An hour later I was burning with a sense of futility as Artina moved off and headed out to sea. ‘Where the hell is she going now?’ I demanded.
‘If he’s going east into the Mediterranean to the Greek islands he’ll refuel at Malta,’ said Alison. ‘It would be the logical thing to do. Let’s go and find out where he’s cleared for.’
So we did, and Alison was right — not that it made me feel any better. ‘Another four days?’ I asked despondently.
‘Another four days,’ she agreed. ‘But we might have better luck at Valletta.’
‘I’d like that yacht to have an accident,’ I said. ‘Just enough to delay her for one night. You don’t happen to have any limpet mines about you?’
‘Sorry.’
I stared moodily at the white speck disappearing into the distance. ‘That Chinese worries me,’ I said. ‘He ought to worry Slade even more.’
‘Why ever should he?’
‘Communist Albania has ceased to hew to the Moscow line.

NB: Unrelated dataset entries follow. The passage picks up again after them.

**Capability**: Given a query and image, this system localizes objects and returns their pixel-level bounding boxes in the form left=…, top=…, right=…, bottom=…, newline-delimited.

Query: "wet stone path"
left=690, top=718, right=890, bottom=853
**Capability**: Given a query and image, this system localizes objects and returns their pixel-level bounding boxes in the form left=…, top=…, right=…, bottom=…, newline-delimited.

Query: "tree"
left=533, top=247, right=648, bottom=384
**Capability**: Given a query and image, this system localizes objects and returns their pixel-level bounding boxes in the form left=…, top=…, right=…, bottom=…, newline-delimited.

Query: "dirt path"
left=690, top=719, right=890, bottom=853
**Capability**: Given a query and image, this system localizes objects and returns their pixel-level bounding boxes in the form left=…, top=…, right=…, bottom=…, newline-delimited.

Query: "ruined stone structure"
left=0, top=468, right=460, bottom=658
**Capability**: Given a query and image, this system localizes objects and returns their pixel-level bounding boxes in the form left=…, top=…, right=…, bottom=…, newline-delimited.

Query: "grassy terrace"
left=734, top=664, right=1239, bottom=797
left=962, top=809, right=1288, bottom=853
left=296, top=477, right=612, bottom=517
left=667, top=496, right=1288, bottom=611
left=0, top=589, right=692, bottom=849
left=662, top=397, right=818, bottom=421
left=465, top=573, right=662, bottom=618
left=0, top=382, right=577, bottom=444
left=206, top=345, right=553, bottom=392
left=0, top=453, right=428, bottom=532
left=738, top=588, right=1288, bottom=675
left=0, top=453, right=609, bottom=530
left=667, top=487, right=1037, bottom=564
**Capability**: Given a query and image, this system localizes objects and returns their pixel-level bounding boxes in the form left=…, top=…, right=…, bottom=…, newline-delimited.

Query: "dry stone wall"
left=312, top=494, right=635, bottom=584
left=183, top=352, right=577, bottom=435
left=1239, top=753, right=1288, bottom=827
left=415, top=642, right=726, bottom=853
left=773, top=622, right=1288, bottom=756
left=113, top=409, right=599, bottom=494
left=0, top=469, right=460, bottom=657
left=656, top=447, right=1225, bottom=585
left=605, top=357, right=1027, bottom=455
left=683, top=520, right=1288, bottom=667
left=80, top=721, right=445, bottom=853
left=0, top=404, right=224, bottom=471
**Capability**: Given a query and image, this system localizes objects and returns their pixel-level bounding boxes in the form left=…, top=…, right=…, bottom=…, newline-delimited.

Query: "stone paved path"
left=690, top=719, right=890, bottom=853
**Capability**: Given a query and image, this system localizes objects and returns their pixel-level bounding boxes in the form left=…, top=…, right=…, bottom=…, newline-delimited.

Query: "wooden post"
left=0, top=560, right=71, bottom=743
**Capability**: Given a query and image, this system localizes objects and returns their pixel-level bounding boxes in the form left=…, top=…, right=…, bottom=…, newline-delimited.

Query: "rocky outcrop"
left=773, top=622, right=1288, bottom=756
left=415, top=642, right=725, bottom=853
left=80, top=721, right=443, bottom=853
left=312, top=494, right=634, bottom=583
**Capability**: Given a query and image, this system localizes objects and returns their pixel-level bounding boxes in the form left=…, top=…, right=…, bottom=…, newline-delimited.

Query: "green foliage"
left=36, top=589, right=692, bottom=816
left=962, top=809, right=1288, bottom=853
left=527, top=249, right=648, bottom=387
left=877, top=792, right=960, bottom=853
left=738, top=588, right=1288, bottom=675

Enver Hoxha, the Albanian party boss, has read the Little Red Book and thinks the thoughts of Mao. I wonder if Slade knows he’s in the hands of an Albanian?’
Alison wore a half-smile. ‘I was wondering when you’d get there,’ she said.
‘I got there a long time ago — probably before you did. It would be very nice for the Chinese if they could get hold of Slade — a top British intelligence man and a top Russian intelligence man in the same package. They’d squeeze him dry in a month and they wouldn’t care how they did it.’
I shrugged. ‘And the damned fool thinks he’s going home to Moscow.’